Right now, we don’t know.

However, we need to try and make some sense of it, and chart a plan to best protect investor interests in the short term and position our portfolios when recovery comes; as it will.  In the short term, we are unapologetically cautious.  Economic commentators and modellers have almost exclusively delivered a series of ever worse forecasts for global growth through the course of the last three months.  We do not believe that trend is yet in a position to be broken.  Few quoted companies are offering financial guidance; in that vacuum we see hope rather than expectation being the factor driving equity valuations.  Even with a v-shaped recovery profile, we are still so early into the process that believing that markets can simply look through the destruction of profits and accumulation of debt that will hit equity markets in the interim results reporting season (in August and September) is bestowing a measure of composure on markets that I have yet to see in my career.  This is even more pertinent when one considers that over that period the most generous of government support mechanisms will start to roll off, and companies will be forced to foot the bill themselves or countenance deeper restructuring.
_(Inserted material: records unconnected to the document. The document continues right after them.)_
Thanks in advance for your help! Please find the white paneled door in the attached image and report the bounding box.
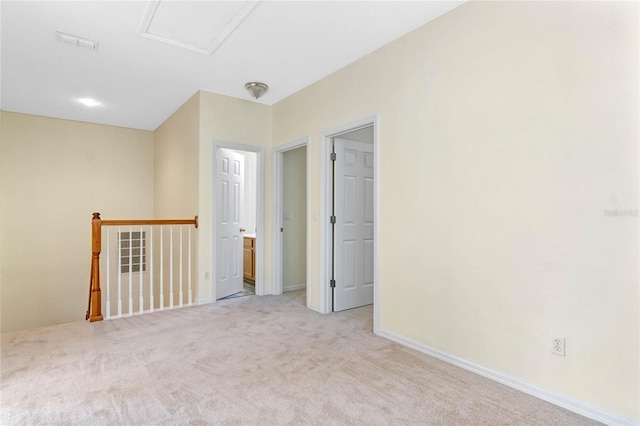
[333,138,374,311]
[215,148,244,299]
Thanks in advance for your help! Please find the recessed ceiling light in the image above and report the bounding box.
[78,98,100,107]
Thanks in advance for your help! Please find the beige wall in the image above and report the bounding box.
[198,91,273,303]
[153,92,200,219]
[282,146,307,291]
[273,2,640,420]
[0,111,153,332]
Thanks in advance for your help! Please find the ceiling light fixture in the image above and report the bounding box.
[78,98,100,107]
[244,81,269,99]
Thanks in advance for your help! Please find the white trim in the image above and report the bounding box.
[319,114,381,332]
[282,283,307,292]
[211,140,265,304]
[272,137,317,311]
[375,328,639,426]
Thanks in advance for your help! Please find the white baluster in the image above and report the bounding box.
[187,226,192,306]
[149,225,153,312]
[169,226,173,309]
[118,226,122,318]
[104,226,111,319]
[139,225,146,314]
[179,225,184,308]
[129,226,133,316]
[160,225,164,310]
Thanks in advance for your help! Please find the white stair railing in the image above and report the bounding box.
[87,213,198,321]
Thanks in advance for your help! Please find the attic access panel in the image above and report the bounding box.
[138,0,259,55]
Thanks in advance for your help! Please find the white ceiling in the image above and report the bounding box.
[0,0,462,130]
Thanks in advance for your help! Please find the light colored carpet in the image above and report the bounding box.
[0,291,597,426]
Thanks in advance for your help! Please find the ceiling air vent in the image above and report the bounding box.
[56,31,98,50]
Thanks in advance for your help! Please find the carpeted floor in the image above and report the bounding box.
[0,291,597,426]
Thereafter, things should get better.  The power of business to survive, adapt and then thrive should not be underestimated.  Necessity may well be the mother of invention.  We are likely to see many changes to working practices that we would not have imagined a few short months ago.
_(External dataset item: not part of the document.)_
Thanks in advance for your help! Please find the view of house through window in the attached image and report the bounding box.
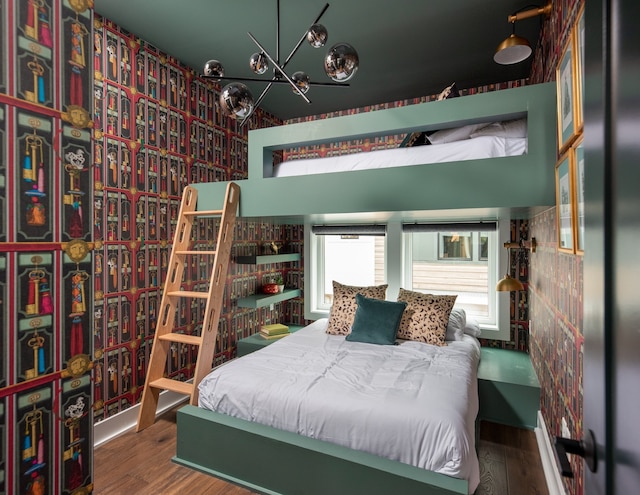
[406,232,495,321]
[309,222,504,329]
I raised the question earlier about the impact the coronavirus crisis will have on competition and efficiency.  Will it play into the hands of nimble disruptors, or consolidate the dominance of the economy’s current titans?  My guess is that both will play out to some extent.  However, in public markets, those with financial strength are likely to be the ones that can capitalise on the opportunities that present themselves; those who have accumulated debts in government support programmes will find themselves constrained in their flexibility until balance sheets are restored through future cash generation or new equity from shareholders.  So far, investors have been very supportive of those companies seeking to get ahead of the game in this regard.  Rights issues and equity placings have been a near daily occurrence in recent times.  However, if these sums prove to be insufficient, management teams might find coming to the well a second time is a much more uncomfortable experience.  We can’t rule out any of our current portfolio holdings tapping its shareholders for new funds, but we would much prefer that they come once when it is clear just how much equity is required.

In the coming weeks and months, we will spend many hours contemplating these issues and more.  To coin a phrase that we used in a factsheet during the time of the financial crisis, we might be entering uncharted waters – but that does not mean that they are un-navigable.  We will share our deliberations with our investors as we work through this historic period.

In the meantime, we hope everyone stays safe and enjoys the impending long weekend, making the most of what ever freedoms they have.